Given the complete silence from Nintendo around the Nintendo 64 Classic, it’s become clear that the likelihood of an N64 Classic being released for holiday 2018 is looking bleak at best. Traditionally, Nintendo releases these classic editions around the holiday season, and despite the rumours circling in the last week or so following a trademark registration, it’s probably too late for a release this year.

It’s possible Nintendo could do what they did with the original NES Classic and just announce it and release it a short time later, but given the chaos that ensued and anger from fans unable to secure a unit, it’s unlikely that Nintendo will make that mistake again.

The month of November will be dedicated to the release of Pokémon: Let’s Go. December will belong to Super Smash Bros. Ultimate. I don’t see any real opportunity to release the N64 Classic during those months, especially if it could interfere with sales of both of those games.

So the question we’re left with is why didn’t Nintendo release a Nintendo 64 Classic this year? Here are a few possible reasons:

1. Hardware Issues

The Nintendo 64 was the first 3D Nintendo console and as such, the N64 controller included an analogue stick and a very funky controller design to help navigate the 3D worlds that graced the system. The console itself can be shrunk down into a “mini” format, however, the N64 controller sizes have to retain their original size.

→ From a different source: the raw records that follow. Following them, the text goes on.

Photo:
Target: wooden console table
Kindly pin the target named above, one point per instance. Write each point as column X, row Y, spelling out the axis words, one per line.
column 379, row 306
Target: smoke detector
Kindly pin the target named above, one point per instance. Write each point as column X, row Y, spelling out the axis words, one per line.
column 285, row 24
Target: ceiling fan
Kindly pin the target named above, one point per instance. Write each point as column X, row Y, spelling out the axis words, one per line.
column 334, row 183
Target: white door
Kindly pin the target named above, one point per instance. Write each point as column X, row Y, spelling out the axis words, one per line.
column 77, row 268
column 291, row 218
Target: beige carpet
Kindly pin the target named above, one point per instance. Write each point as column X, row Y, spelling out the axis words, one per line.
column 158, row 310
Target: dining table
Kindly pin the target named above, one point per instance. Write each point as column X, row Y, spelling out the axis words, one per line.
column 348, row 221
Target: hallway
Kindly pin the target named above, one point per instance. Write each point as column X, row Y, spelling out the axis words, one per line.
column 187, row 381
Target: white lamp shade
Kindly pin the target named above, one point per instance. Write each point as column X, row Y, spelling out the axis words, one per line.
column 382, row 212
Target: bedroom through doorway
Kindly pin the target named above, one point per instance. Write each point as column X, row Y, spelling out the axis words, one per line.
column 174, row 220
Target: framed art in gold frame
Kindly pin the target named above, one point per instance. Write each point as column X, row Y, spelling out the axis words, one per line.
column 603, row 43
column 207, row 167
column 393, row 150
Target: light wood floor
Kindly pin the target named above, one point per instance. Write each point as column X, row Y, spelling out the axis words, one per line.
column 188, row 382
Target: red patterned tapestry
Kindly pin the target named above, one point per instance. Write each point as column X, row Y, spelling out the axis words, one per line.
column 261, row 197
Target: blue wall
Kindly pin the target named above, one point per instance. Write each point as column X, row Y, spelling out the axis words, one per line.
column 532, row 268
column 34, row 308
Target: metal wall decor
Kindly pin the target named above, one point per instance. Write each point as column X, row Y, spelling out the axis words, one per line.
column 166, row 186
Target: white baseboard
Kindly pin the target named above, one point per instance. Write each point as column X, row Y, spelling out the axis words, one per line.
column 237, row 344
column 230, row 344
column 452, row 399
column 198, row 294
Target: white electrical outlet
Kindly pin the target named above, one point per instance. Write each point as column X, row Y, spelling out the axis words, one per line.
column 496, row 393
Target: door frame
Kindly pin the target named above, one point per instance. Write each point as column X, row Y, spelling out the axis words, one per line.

Those pads are much larger and thicker than their NES and SNES counterparts, presenting somewhat of a challenge when trying to package a ‘Classic Mini’ edition.

Another issue is that the N64 was the first, true party system with four controller ports. In my opinion, the N64 Classic needs to come bundled with at least 2 controllers (if not all 4) and that only further increases the bulkiness of the entire package, not to mention the associated costs. Nintendo would have to manufacture plenty of extra controllers for N64 Mini fans to snap up. The NES Classic, as well as suffering from shortages itself, also had second controllers to purchase that were tough to come by.

For the N64 Classic to truly work - especially if its library includes the likes of Mario Kart 64 and Mario Party, then extra controllers will have to be readily available. That’s a significant manufacturing undertaking that Nintendo may be reluctant to pursue, especially when they want to ensure there’s enough Switch units on offer at Christmas this year.

2. Software Issues

So far as games go, the N64 had some truly stellar first party offerings. Groundbreaking games such as Super Mario 64 and The Legend of Zelda: Ocarina of Time are still highly regarded to this day. Unfortunately, when it comes to the system’s third party gems, many of those iconic games may not be able to grace an N64 Classic due to licensing issues.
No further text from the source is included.